As I walked yesterday morning across the camp toward the library, I looked through the trees toward the visiting center and the long line of visitors waiting at the front door. Mothers, fathers, kids, wives: everyone was visiting for father's day. On the other side, behind a fence, stood the inmates in their green dress uniforms waiting to be called.
I was happy for all the men who had visitors but, just like sometime's it's hard to talk with someone who only has a month or two left on his sentence, so too it is hard to see so many visitors when you don't have any. Ok, I was jealous. And homesick. Most days it's more or less ok but seeing that long line made me feel lonely and cut off.

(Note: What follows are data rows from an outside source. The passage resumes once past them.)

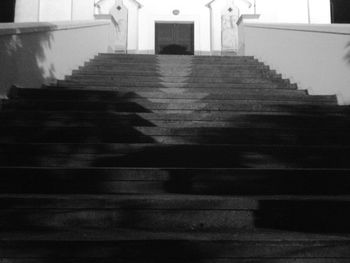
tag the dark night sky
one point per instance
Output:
(341, 11)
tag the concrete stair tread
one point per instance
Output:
(177, 163)
(153, 202)
(133, 235)
(137, 86)
(170, 156)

I dreamed of looking through those trees and seeing my son and daughter waiting to see me.
The hardest part for me is that I haven't spoken to my kids since I checked into prison camp. It's not becaue I don't want to. The truth is, I miss them terribly, never more so than on this day. But they're still in Russia and I can't call internationally from here. So it's been a long time since I've even heard their voices. I worry that, to them, it's as if I dropped off the face of the earth.
On Friday afternoon, before all this happened, I was listening to a piece on Science Friday on NPR entitled "Are Dads Necessary?" No surprise here, but all the many experts they gathered concluded that they are. Without active fathers involved in their lives - fathers who are there to play with them, listen to them, help them with their homework - children grow up to be less happy, less successful adults. An interesting quote from one of the experts on the program was that "there's no such thing as quality time, just time." Another recent new piece highlighted the crisis of incarceration, in particular the effect that imprisonment has on the children of felons. It's a rarely studied issue but experts conclude that the effects are great.

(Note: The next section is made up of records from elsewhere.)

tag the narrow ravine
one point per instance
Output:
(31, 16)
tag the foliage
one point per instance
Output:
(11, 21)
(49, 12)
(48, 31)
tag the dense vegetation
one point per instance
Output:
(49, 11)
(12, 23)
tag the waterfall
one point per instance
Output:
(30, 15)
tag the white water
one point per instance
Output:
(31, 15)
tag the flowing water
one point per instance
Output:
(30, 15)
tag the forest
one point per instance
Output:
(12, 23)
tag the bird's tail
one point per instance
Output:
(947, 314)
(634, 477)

Maybe I'm a glutton for punishment but these "truths" were hard for me to hear. My big regret, the elephant in the room, the source of endless guilt, is not what happened to me but what I did to my children, my family. The more I listened, the more upset I became: it's hard to hear about the importance of active dads when you've totally and completely abdicated your role. My ex-wife recently wrote to me that my son craves attention from adult men. It's not hard to figure out why: I just wish that attention could be from me.

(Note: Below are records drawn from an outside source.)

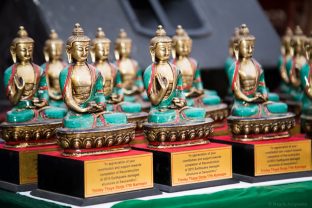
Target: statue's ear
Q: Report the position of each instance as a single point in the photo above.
(152, 52)
(117, 55)
(46, 54)
(236, 51)
(13, 53)
(173, 52)
(68, 53)
(92, 54)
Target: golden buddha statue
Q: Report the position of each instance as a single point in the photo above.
(294, 64)
(113, 84)
(283, 59)
(31, 121)
(171, 122)
(306, 85)
(253, 116)
(192, 85)
(131, 74)
(87, 128)
(53, 50)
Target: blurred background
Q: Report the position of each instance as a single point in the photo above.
(210, 24)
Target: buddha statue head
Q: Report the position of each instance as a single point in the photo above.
(308, 47)
(285, 48)
(181, 43)
(77, 46)
(233, 41)
(100, 46)
(123, 45)
(160, 46)
(53, 47)
(245, 44)
(22, 47)
(297, 42)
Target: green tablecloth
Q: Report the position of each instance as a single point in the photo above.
(293, 195)
(12, 200)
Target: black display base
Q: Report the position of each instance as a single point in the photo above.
(17, 188)
(171, 189)
(94, 200)
(257, 179)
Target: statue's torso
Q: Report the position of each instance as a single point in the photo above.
(81, 80)
(27, 73)
(166, 74)
(187, 72)
(108, 76)
(128, 72)
(53, 73)
(248, 76)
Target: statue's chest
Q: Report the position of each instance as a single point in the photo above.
(54, 70)
(248, 75)
(127, 69)
(81, 79)
(108, 76)
(167, 76)
(187, 72)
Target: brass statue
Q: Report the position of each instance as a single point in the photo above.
(295, 64)
(113, 84)
(31, 121)
(306, 85)
(283, 59)
(131, 74)
(195, 94)
(253, 116)
(53, 50)
(170, 121)
(88, 129)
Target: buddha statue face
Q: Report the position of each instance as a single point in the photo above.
(123, 45)
(246, 48)
(101, 51)
(160, 46)
(22, 47)
(183, 47)
(297, 42)
(79, 51)
(24, 52)
(162, 51)
(77, 46)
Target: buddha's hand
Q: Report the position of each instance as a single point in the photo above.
(94, 107)
(39, 103)
(115, 98)
(195, 92)
(19, 83)
(178, 102)
(161, 84)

The thing is, before all my self-inflicted problems arose, I prided myself on being the perfect dad. I loved to spend time with my children and was always there for them. I helped them with their homework, coached their sports teams, played with them on weekends, taught them to swim, spent hours on the playground. I was one of those annoying, overly-involved modern fathers making up in one fell swoop for all the uninvolved fathers and father's fathers who came before. But the thing is? I loved it. Almost every minute. I'm nurturing by nature and found an outlet for my love. And then my world, and the world of my family, came crashing down. All because of me and what I did.
So, as Freud might say, there's a bit of supressed guilt pent up within....
But all is not lost. My aunt and cousin had planned to visit but were prevented by bureaucratic delays in getting their names on a list. I'm sure they'll come soon. And, joy of joys, my kids are about to move to Los Angeles so - I hope, hope, hope - frequent visits await.